For those interested in meditation but unsure of how to begin, Meng makes it incredibly easy. Joy on Demand, the follow up to his bestselling Search Inside Yourself, focuses on the quickest ways to start benefitting from mindfulness so that even a novice can enjoy the positive effects. And his background as an engineer shines through: this is a practical guide, with very little of the woo-woo you might expect from a meditation book. The best recommendation I can give for Meng’s approach, though, is that after years of reading articles about meditation, and planning on starting a practice, I’ve meditated almost every day since his #ScribdChat — and I really do feel more joyful.

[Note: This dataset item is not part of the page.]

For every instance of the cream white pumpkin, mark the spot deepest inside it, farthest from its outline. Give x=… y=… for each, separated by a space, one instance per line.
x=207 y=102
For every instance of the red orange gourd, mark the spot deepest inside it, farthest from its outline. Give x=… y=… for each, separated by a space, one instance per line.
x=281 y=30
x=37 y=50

Ashley (again!): A memoir from the founder of Nike isn’t something I would typically read, but Shoe Dog came so highly recommended, it was impossible to resist checking it out. And I’m glad I didn’t resist, because what I’ve read so far has been inspiring and intriguing.
In many ways, Phil Knight’s life fits the stereotypical mold of stories about finding yourself — he goes on a trip around the world in his 20s, with a particular desire to go to Japan to pitch a company about letting him distribute their shoes in America. He became obsessed with shoes in college, after writing a paper on them and after his track coach made his shoes from scratch. It’s this quirkiness in the people that fill out Knight’s life, along with his humor and humbleness, that makes this memoir stand out.
It’s also, naturally, full of business lessons. What’s the trick to selling? Not thinking of it as selling: “I believed that if people got out and ran a few miles every day, the world would be a better place, and I believed these shoes were better to run in. People, sensing my belief, wanted some of that belief for themselves. ... Belief is irresistible.” I truly believe this book lives up to its irresistible hype.
Tifa: Not ready to let go of Halloween, but also looking forward to Thanksgiving? If you love jack-o’-lanterns, pumpkin pie, and autumn-themed decor, check out Pumpkin: The Curious History of an American Icon for a a fascinating history of not just pumpkins, but our cultural ties to them. This relatively quick read lays out the agricultural, social, symbolic and even a bit of the mythological history of the gorgeous gourd and how it went from a poor man’s food staple to a beloved symbol of autumn. Ever wonder why Peter Pumpkin Eater put his wife in a pumpkin shell? Or why The Headless Horseman threw a jack-o’-lantern at Ichabod Crane? Or why Cinderella rides off to the ball in a pumpkin? Grab your PSL and go beyond the basics (see what I did there?) in this insightful and fascinating look into the history of the American pumpkin.